There are also four undocumented reserved keywords in the Microsoft implementation: __arglist, __makeref, __reftype, and __refvalue. These are required only in rare interop scenarios, and you can ignore them for all practical purposes. Note that these four special keywords begin with two underscores. The designers of C# reserve the right to make any identifier that begins with two underscores into a keyword in a future version; for safety, avoid ever creating such an identifier yourself.
A class definition is the section of code that generally begins with class <identifier> { ... }, as shown in Listing 1.7, where HelloWorld is the identifier.
The name used for the type (in this case, HelloWorld) can vary, but by convention, it must be PascalCased. For this example, therefore, other possible names are Greetings, HelloInigoMontoya, Hello, or simply Program. (Program is a good convention to follow when the class contains the Main() method, described next.)
Generally, programs contain multiple types, each containing multiple methods.
Syntactically, a method in C# is a named block of code introduced by a method declaration (e.g., static void Main()) and (usually) followed by zero or more statements within curly braces. Methods perform computations and/or actions. Like paragraphs in written languages, methods provide a means of structuring and organizing code so that it is more readable. More important, methods can be reused and called from multiple places and so avoid the need to duplicate code. The method declaration introduces the method and defines the method name along with the data passed to and from the method. In Listing 1.8, Main() followed by { ... } is an example of a C# method.
The location where C# programs begin execution is the Main method, which begins with static void Main(). When you execute the program by typing dotnet run on the terminal, the program starts with the Main method and begins executing the first statement, as identified in Listing 1.8.
Although the Main method declaration can vary to some degree, static and the method name, Main, are always required for a program (see “Advanced Topic: Declaration of the Main Method”).
The comments, text that begins with // in Listing 1.8, are explained later in the chapter. They are included to identify the various constructs in the listing.
C# requires that the Main method return either void or int and that it take either no parameters or a single array of strings. Listing 1.9 shows the full declaration of the Main method. The args parameter is an array of strings corresponding to the command-line arguments. The executable name is not included in the args array (unlike in C and C++). To retrieve the full command used to execute the program, including the program name, use Environment.CommandLine.
The int returned from Main() is the status code, and it indicates the success of the program’s execution. A return of a nonzero value generally indicates an error.
C# 7.1 also added support for async/await on the Main method, in which case you would use Task-based types in the return.
The designation of the Main method as static indicates that other methods may call it directly off the class definition. Without the static designation, the terminal that started the program would need to perform additional work (known as instantiation) before calling the method. (Chapter 6 contains an entire section devoted to the topic of static members.)
Placing void prior to Main() indicates that this method does not return any data. (This is explained further in Chapter 2.)

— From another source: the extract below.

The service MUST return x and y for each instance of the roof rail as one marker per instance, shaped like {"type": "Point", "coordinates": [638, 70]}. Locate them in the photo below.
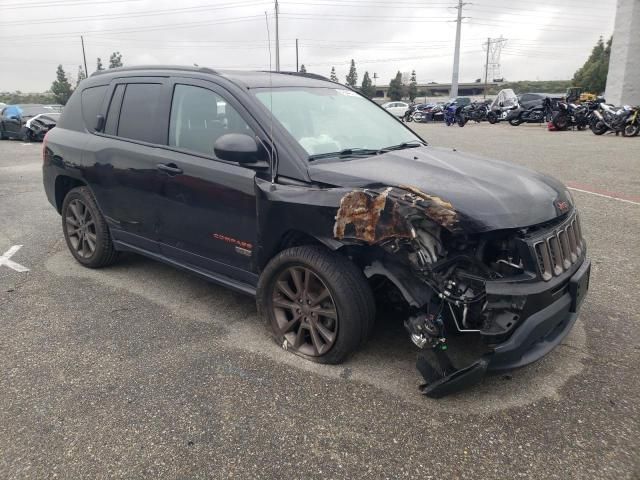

One distinctive C/C++-style characteristic followed by C# is the use of curly braces for the body of a construct, such as the class or the method. For example, the Main method contains curly braces that surround its implementation; in this case, only one statement appears in the method.
Whitespace is the combination of one or more consecutive formatting characters such as tab, space, and newline characters. Eliminating all whitespace between words is obviously significant, as is including whitespace within a quoted string.
The semicolon makes it possible for the C# compiler to ignore whitespace in code. Apart from a few exceptions, C# allows developers to insert whitespace throughout the code without altering its semantic meaning. In Listing 1.8 and Listing 1.9, it didn’t matter whether a newline was inserted within a statement, between statements, or eliminated entirely, and doing so had no effect on the resultant executable created by the compiler.
Frequently, programmers use whitespace to indent code for greater readability. Consider the two variations on HelloWorld shown in Listing 1.10 and Listing 1.11. Although these two examples look significantly different from the original program, the C# compiler sees them as semantically equivalent.
Indenting the code using whitespace is important for greater readability. As you begin writing code, you need to follow established coding standards and conventions to enhance code readability.
The convention used in this book is to place curly braces on their own line and to indent the code contained between the curly brace pair. If another curly brace pair appears within the first pair, all the code within the second set of braces is also indented.
This is not a uniform C# standard but a stylistic preference.
________________________________________